|Because when you're rolling, roll with it or be mown down
||[Jul. 9th, 2009|01:18 pm]
Earlier today a co-worker came around the corner and scared me. And as some of you know, my Indian name would be "Startles Easily". So I said "Ack, Tom, you almost made me scream." And he said "Been a while since a man made you scream, huh?" And I said, pointedly looking at the nonexistent watch on my wrist "Well, about 12 hours." |
Hey. He started it.
You will all be so proud of me. I am actually wearing a pair of earrings. And not the rings put in by the guy who made the holes. I spent last weekend with the parents up in Connecticut and I had to think of activities I could do with Mom. Mom loves to shop. So do I. The difference is, I like to shop for food, home improvement items, office supplies, Halloween stuff and sex toys. Mom likes more traditional things like clothing, shoes and jewelry. This can be a problem.
But hey, I'd had my starter earrings in long enough and I thought -- perfect! It's really time for me to branch out. I got my ears re-pierced about six months ago and have been afraid to take out the surgical steel starter rings. When I was younger, I fought like a dog to get my ears pierced. I finally did it and after six months, wound up with swollen, crusty, itchy infected ears. No matter what I did.

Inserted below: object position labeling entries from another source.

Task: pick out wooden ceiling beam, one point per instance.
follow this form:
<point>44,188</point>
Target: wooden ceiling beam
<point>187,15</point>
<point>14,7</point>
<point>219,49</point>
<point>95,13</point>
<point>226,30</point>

Months of recriminations, with my mother and the doctor accusing me of poor hygiene and I finally said "screw it" and never wore them again. Later, we found out that I was just severely allergic to metal. Not just nickel, but everything. Years and years of non-adornment, except for pins.
But a couple of years ago, I tried wearing rings again. And hey, 90% of the time, that's okay. Then I got brave and tried necklaces. Hmmph. Usually okay, especially if I coat suspect metals with clear nail polish and try not to sweat too much. Watchbands with a buckle are still out, as are most bracelets. But I thought...well, let's try the ears again. All of my female friends wear fabulous earrings and I am in a constant state of jealousy. Or is that arousal? Well, THAT'S a different post.
Surgical steel for six months. Check. (In case you're thinking, duh, Mere, no one's allergic to surgical steel...let me show you my hernia scar. Probably psychological, but let me tell you the difference between an externally induced rash and an internally induced rash...uh, they both itch like hell. And knowing there's no good reason to have a rash? Ah, feeling like an idiot is even itchier.
So, I've made the leap and am wearing gold hoops. I thought it was a great triple project -- a shopping that Mom and I could do together, ensuring that I'll get a birthday present from her that I won't feel conflicted about returning AND I'd be able to wear something different.
We'll see how it goes. They've been fine for three days, but of course, because I'm talking about them, my ear lobes now feel...heated. I am conscious of the metal in my ear.
Damn it. That is NOT an itch.
I had a class once where the object was to increase blood flow to a targeted point in your body. It was an offshoot of a theater class and the goal was to increase blood flow to your mask (throat, mouth, sinus cavity) so that you could get more volume, more echo. Some of my female friends have already taken this to the next step, and yes. It's a lovely skill.
However, like everything, there's a downside -- because now that I'm thinking about my earlobes, they are ON FIRE.
I will distract myself. And you (are you really paying attention still? I know, I haven't been posting and you're waiting, waiting for the funny). See, my starter earrings are those rings with the little ball in the middle. And you pop out the ball to create the opening so you can get the little you-know-whats off your ears.
That is the smallest, slipperiest set of balls I have ever seen. And I have castrated lambs.
(Sorry. You're not eating lunch are you?)
Seriously, I chased those son of a bitches all around the house. Earrings, my ass. They are a cruel joke made to drive people with large fingers, poor near vision and an appalling lack of depth perception, CRAZY.
I still can't get one of the earrings put back together. I feel like I need to go back to the piercing parlor and give that guy another tip. Maybe I didn't look closely enough at his hands. Surely his fingertips had to be chopstick width!
Pah. I had better not react to these earrings, that's all I can say, or I'm going to go back to Mr. Chopstick Finger, have him put the originals back in and never, ever change them again.